Imereti è una regione della Georgia occidentale, nota nei tempi antichi con il nome di Colchide e famosa per essere stata la meta di Giasone e degli Argonauti in cerca del Vello d’Oro.  

La  città di Kutaisi ha una storia lunga e venerabile: fondata poco meno di 4000 anni fa, fu la capitale della Georgia per un secolo e mezzo ed oggi rappresenta il secondo centro più grande nel paese, e una delle città più antiche del mondo. Dal punto di vista econmico, però, è una zona depressa e assai meno animata di altre città della parte occidentale del paese.

La cattedrale di Bagrati

La maggiore attrattiva di Kutaisi è la cattedrale di Bagrati (XI secolo), la chiesa più alta in Georgia prima dei bombardamenti ad opera dei turchi nel 1692, che la resero pittoresca nelle sue rovine. Anche se parzialmente distrutta può ancora essere ammirata per la sua imponenza.

Gelati fu fondato nel XII secolo come monastero ed accademia dal grande re georgiano, David il Costruttore. Egli venne sepolto lì, non lontano dalla cattedrale della Vergine Maria, il cui magnifico mosaico dell’altare è senz’altro uno dei capolavori dell’arte sacra in Georgia.

La Chiesa di Motsameta  (XI secolo) è teatro di una curiosa tradizione: per realizzare un sogno basta infilarsi sotto la tomba d’uno dei due martiri dai quali la chiesa prese il nome.

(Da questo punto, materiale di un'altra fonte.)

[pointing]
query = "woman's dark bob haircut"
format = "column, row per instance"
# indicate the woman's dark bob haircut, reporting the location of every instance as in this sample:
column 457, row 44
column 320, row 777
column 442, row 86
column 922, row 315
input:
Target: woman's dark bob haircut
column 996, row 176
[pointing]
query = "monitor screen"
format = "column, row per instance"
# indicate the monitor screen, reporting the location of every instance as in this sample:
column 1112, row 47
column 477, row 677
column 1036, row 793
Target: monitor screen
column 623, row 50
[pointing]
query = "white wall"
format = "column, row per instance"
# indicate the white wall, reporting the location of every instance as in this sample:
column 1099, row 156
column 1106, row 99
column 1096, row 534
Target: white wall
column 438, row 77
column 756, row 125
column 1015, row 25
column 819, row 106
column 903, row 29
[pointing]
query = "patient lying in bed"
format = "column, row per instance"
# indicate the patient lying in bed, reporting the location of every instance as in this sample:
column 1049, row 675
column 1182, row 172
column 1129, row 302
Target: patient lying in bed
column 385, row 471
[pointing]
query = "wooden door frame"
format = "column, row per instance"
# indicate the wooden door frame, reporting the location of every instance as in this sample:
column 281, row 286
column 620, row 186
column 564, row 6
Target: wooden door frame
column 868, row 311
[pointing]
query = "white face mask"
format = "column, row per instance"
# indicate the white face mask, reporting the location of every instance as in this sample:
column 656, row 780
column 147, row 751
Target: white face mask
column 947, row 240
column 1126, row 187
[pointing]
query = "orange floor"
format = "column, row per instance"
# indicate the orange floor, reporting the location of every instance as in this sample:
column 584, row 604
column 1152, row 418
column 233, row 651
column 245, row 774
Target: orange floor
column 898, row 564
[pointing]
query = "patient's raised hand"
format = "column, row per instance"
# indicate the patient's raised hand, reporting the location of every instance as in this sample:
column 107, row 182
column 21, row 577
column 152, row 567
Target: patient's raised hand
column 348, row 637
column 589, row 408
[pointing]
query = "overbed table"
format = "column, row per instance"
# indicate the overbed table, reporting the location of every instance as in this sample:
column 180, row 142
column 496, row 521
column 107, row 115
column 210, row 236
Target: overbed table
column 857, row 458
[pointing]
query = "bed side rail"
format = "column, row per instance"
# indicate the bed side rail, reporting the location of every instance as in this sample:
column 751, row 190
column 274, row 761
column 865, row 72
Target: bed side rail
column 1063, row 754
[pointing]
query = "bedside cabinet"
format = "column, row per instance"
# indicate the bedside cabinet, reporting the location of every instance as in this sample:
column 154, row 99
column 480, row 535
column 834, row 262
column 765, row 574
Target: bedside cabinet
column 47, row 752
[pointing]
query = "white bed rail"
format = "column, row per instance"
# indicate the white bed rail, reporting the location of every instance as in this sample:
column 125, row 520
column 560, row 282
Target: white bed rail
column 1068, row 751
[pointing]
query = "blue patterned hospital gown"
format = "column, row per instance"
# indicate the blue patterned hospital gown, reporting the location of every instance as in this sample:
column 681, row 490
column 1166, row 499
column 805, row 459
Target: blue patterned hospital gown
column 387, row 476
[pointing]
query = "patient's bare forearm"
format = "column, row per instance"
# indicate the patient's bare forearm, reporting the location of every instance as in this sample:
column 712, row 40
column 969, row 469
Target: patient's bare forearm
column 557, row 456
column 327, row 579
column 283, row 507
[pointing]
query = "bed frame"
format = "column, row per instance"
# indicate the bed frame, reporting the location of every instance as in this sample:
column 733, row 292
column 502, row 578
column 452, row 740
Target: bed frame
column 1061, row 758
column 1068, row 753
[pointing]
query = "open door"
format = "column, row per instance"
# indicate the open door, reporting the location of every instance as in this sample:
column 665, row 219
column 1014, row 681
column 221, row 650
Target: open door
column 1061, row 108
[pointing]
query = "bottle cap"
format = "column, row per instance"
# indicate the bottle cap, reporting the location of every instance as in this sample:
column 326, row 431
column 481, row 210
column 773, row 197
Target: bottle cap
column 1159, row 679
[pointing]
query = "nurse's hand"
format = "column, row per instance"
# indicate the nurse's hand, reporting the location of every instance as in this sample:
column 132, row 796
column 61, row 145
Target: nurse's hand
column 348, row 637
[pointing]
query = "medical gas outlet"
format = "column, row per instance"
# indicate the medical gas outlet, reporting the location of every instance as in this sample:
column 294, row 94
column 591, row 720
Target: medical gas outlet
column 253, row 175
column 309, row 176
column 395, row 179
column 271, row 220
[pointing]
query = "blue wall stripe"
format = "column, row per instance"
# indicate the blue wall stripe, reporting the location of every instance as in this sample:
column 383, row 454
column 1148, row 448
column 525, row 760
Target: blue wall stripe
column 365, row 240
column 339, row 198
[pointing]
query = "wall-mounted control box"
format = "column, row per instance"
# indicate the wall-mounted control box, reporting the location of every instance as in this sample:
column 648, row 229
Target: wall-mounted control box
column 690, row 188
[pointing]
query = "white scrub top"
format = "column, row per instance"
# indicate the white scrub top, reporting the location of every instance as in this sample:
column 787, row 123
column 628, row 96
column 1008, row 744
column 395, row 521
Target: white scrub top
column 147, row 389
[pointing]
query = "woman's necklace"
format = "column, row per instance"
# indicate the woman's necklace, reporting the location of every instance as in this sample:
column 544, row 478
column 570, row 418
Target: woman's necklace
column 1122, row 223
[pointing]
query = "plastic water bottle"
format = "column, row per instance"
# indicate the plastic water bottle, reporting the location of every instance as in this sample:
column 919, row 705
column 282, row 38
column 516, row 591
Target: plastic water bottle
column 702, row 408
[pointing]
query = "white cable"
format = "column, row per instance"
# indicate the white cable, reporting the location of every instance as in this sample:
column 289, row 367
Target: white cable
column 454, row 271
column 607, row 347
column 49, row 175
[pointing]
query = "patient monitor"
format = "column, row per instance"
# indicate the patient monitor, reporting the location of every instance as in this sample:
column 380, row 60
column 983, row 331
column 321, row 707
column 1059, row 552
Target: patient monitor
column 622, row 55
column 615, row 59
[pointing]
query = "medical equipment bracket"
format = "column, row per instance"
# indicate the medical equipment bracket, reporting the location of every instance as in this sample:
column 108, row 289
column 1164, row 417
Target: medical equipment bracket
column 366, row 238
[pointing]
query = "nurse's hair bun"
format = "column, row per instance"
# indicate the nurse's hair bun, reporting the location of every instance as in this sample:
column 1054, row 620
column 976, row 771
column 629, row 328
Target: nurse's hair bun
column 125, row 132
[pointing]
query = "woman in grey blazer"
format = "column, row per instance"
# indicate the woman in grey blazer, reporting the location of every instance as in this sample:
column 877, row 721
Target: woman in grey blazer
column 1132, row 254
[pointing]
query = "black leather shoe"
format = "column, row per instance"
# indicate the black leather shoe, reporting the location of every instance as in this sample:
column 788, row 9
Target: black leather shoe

Sataplia è una delle riserve naturali più belle della Georgia, conosciuta anche per le sue formazioni di grotte favolose e per le tracce di dinosauri preistorici che conserva.

La città antica di Vani (secoli VII-I a.C.) è ancora da portare del tutto alla luce dagli scavi archeologici. I templi e gli altari sacrificali dal periodo prima della nascita di Cristo conservano esempi di gioielleria e di monete, tutto esposto nel Museo Statale Georgiano di Tbilisi.

La Chiesa di Ubisa (IX secolo) conserva alcuni degli affreschi tra i più belli della Georgia.